• C'est écrit

     

    Image : Christine Sponchia de Pixabay

     

    J’ai toujours plus ou moins tenu un journal. Tout petit déjà, d’une écriture maladroite, j’aimais avoir un « carnet secret », dans lequel je notais mes envies, mes joies d’enfant, mais aussi mes colères, mes frustrations. Bien entendu j’ignorais alors le pouvoir réparateur, « cathartique » de l’écriture. Adolescent, comme tout bon ado, je notais jour après jour mes amours impossibles dans d’interminables poèmes en prose. J’avais alors fait le choix des feuilles volantes. En y réfléchissant aujourd’hui, je crois que la pression ressentie à l’école devant chaque cahier neuf m’a toujours empêché d’en faire le support de mon journal. Peur des ratures, des taches, des fautes d’orthographe irrattrapables. La feuille volante possède sur le cahier broché l’avantage de pouvoir se déchirer et réécrire. J’ai parfois été tenté par le cahier à spirale (malin les spirales, on peut détacher une feuille sans que cela se voit !), mais sans grande conviction.

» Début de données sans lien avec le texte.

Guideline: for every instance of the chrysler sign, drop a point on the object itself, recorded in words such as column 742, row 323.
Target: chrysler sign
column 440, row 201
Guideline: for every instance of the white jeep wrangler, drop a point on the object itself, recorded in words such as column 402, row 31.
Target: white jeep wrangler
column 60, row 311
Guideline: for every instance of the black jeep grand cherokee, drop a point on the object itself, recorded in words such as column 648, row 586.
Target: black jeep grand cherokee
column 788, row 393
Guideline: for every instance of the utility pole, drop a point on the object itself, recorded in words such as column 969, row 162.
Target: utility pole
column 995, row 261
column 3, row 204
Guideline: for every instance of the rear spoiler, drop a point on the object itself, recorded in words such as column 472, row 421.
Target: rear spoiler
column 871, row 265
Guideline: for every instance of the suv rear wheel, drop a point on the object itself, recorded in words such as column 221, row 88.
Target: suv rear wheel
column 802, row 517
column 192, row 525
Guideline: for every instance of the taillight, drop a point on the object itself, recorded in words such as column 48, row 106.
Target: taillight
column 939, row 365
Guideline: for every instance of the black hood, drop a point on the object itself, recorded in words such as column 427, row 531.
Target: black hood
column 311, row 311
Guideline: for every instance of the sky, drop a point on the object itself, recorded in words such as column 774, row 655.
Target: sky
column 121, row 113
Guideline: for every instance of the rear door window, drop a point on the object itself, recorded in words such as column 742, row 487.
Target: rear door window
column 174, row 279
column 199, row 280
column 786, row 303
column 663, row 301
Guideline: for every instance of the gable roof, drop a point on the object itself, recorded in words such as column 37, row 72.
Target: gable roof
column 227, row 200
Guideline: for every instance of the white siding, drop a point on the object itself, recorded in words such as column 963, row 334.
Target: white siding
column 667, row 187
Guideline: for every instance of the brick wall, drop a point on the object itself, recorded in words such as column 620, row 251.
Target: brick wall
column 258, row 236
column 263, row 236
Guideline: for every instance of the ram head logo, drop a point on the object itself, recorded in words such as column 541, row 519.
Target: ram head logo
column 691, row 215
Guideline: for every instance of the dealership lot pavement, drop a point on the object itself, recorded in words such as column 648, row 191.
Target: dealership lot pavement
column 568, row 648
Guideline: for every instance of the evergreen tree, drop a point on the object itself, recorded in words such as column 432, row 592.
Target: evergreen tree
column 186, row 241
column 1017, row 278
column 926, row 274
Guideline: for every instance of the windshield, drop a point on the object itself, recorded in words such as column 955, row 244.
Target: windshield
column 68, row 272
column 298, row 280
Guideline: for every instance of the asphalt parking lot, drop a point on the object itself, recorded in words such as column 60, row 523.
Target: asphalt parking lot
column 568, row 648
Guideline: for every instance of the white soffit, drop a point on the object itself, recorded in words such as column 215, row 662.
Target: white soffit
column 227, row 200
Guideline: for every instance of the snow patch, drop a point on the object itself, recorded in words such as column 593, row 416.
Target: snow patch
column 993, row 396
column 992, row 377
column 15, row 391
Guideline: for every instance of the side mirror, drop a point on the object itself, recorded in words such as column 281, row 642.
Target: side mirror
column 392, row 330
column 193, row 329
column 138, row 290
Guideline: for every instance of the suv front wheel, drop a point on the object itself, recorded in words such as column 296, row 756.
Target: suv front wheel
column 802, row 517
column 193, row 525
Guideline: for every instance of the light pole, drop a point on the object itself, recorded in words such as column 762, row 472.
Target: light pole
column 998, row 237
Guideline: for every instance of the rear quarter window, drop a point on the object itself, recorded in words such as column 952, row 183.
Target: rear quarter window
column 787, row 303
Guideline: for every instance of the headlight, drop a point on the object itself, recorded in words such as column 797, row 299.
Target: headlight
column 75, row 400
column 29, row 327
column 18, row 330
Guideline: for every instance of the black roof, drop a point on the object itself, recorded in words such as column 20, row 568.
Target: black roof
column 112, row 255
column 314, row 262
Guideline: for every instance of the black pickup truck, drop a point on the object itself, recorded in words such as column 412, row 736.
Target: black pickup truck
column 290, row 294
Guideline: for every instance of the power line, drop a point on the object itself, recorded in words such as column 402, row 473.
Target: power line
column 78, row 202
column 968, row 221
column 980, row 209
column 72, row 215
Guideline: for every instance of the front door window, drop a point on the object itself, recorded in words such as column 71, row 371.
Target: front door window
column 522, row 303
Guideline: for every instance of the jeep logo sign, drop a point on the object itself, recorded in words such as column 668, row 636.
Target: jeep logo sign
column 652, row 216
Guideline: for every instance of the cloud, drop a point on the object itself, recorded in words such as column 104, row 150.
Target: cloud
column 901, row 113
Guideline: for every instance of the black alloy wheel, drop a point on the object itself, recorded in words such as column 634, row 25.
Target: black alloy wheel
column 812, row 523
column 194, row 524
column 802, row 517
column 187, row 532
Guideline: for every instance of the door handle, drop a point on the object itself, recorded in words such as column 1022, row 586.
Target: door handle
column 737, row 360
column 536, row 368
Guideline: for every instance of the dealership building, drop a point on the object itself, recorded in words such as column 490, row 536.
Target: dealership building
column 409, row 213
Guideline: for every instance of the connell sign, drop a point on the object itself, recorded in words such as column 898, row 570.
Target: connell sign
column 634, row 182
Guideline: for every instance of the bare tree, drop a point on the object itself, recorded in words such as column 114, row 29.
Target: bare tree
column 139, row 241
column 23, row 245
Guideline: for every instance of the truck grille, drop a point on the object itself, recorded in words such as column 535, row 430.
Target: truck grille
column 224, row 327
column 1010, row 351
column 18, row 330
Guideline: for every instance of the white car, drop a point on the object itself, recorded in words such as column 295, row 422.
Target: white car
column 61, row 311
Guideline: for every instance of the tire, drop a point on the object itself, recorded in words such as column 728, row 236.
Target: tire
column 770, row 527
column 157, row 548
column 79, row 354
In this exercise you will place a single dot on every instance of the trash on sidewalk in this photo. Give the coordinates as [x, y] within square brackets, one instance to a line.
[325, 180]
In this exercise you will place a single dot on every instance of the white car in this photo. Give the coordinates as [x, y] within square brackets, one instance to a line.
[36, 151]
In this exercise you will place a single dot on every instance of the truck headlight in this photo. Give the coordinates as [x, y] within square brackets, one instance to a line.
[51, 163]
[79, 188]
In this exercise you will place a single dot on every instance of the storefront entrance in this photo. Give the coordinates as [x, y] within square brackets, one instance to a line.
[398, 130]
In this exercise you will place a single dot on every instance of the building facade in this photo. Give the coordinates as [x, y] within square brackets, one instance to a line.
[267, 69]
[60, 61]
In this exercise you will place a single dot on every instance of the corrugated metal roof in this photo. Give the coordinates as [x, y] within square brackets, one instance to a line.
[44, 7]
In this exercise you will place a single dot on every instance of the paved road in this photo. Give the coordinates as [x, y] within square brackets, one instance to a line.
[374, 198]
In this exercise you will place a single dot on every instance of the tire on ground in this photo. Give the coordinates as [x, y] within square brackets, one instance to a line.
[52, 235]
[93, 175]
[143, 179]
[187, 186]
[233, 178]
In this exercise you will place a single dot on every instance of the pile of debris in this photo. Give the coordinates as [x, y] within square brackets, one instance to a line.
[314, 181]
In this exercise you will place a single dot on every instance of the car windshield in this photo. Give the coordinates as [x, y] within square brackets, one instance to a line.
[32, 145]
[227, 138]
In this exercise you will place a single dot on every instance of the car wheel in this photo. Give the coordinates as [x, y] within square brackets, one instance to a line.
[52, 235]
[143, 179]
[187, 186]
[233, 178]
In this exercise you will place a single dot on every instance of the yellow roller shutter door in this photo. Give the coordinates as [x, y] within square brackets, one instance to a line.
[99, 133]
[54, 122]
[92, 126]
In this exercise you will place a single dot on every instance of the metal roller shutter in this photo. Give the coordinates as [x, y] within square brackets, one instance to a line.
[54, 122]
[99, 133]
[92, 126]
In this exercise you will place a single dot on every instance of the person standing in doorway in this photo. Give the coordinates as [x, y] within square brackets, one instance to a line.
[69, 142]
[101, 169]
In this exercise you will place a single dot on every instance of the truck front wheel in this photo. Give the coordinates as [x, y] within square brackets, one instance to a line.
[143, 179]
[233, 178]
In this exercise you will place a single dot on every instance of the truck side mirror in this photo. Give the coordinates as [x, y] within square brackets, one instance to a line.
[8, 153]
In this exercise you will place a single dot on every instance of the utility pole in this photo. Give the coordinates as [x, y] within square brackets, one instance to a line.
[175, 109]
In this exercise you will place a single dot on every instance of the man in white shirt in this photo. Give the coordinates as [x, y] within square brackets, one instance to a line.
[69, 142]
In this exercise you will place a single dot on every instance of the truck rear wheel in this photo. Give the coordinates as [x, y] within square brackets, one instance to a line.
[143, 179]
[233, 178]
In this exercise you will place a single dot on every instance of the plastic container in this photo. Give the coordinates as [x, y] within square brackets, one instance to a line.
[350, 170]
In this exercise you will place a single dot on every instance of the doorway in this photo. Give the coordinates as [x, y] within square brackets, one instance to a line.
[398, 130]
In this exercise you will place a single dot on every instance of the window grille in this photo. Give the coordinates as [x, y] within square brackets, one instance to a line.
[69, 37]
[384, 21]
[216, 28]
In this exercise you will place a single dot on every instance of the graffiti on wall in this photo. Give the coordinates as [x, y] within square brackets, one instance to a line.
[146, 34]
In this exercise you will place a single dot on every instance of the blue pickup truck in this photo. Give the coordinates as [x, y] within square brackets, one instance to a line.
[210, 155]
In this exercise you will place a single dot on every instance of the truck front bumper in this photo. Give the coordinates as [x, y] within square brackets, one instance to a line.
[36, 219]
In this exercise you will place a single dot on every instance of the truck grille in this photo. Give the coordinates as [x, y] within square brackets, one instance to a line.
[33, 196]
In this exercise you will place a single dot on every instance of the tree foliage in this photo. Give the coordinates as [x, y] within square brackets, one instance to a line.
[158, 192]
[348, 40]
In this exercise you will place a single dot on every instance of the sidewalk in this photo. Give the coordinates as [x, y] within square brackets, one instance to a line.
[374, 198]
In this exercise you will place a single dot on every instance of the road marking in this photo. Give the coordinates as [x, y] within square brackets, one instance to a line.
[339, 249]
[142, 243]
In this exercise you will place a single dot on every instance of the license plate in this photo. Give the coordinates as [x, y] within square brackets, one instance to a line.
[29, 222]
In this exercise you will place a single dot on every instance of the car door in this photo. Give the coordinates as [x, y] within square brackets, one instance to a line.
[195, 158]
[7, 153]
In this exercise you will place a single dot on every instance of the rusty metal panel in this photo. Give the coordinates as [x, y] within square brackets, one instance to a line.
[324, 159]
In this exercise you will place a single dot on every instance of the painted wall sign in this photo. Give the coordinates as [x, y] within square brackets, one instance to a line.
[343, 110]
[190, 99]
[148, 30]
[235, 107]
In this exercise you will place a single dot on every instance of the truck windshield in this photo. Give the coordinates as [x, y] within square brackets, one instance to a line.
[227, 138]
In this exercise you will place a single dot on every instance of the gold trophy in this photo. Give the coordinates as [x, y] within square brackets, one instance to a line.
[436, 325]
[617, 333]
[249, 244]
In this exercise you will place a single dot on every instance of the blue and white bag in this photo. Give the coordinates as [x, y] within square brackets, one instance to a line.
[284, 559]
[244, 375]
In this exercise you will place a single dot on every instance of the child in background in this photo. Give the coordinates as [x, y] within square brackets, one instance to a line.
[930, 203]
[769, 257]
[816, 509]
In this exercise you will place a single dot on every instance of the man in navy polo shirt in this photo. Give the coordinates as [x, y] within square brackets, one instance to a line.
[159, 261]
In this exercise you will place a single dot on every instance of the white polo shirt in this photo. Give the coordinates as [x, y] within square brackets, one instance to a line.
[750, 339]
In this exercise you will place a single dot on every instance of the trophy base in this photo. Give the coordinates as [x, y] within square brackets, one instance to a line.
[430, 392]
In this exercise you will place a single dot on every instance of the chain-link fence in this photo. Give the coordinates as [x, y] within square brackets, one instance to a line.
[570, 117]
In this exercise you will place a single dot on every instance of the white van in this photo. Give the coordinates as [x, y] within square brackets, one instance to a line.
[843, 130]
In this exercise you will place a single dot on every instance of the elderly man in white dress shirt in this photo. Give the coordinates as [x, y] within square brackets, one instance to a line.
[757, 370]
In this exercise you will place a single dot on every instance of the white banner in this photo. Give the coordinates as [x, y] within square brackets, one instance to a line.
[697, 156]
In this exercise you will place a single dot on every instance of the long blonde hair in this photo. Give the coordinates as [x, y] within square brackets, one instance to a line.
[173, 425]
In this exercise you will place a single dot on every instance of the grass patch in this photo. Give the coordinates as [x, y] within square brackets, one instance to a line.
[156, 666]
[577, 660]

    Bien sûr, au fil des ans, j’ai perdu la plus grande partie de ces feuilles volantes. Elles ont été emportées par le tourbillon de la vie, elles ont servi pour certaines à allumer du feu, pour d’autres à confectionner des avions éphémères.

     

    Parvenu à l’âge adulte, l’envie de tenir un journal n’a pas cessé de me tarauder. J’ai souvent essayé, j'ai souvent abandonné, j’ai souvent manqué de temps (disais-je…) Depuis de nombreuses années je tiens mon journal avec une régularité quasi parfaite. Dans une année, seuls quelques jours manquent à l’appel : on peut les compter sur les doigts, disons des deux mains.

     

    Comme pour toute écriture, celle de mon journal obéit à des rituels. Des rituels immuables, mais c’est bien là le propre des rituels.

    Je me lève tôt matin, à l’heure où la ville est encore endormie, à l’heure où, en plein cœur de l’été, le soleil n’a pas encore pâli l’encre de la nuit. Je passe par mon bureau, allume l’ordinateur. Il se réveille tranquillement pendant que j’infuse un grand mug de thé.

    Le thé infusé je rejoins mon bureau. Et je retrouve mon ordinateur. Cela peut sembler étonnant, mais je ressens un plaisir presque sensuel à me trouver là, devant la lumière un peu bleutée de l’écran, à caresser la souris, à pianoter sur le clavier. Sa musique est douce à mon oreille. Ronflement paisible des ventilateurs et du disque dur, cliquetis joyeux du clavier, ronronnement tranquille de la roulette de la souris.

    Alors, tout en buvant mon thé par petites gorgées gourmandes (Earl Grey ou thé vert Bali, c’est selon mon envie matutinale), j’écris sur mon journal la date de la veille, avant de me pencher sur elle et d’en tirer la plus substantifique des moelles.

     

    Dans le format très cartésien du traitement de textes, mon journal est un véritable fourre tout. J’y note en vrac mes rêves, mes cauchemars, mes marches, mes rencontres, mes notes de lectures, mes projets d’écritures, les événements marquants familiaux, sociétaux, mes voyages, mes admirations, mes détestations…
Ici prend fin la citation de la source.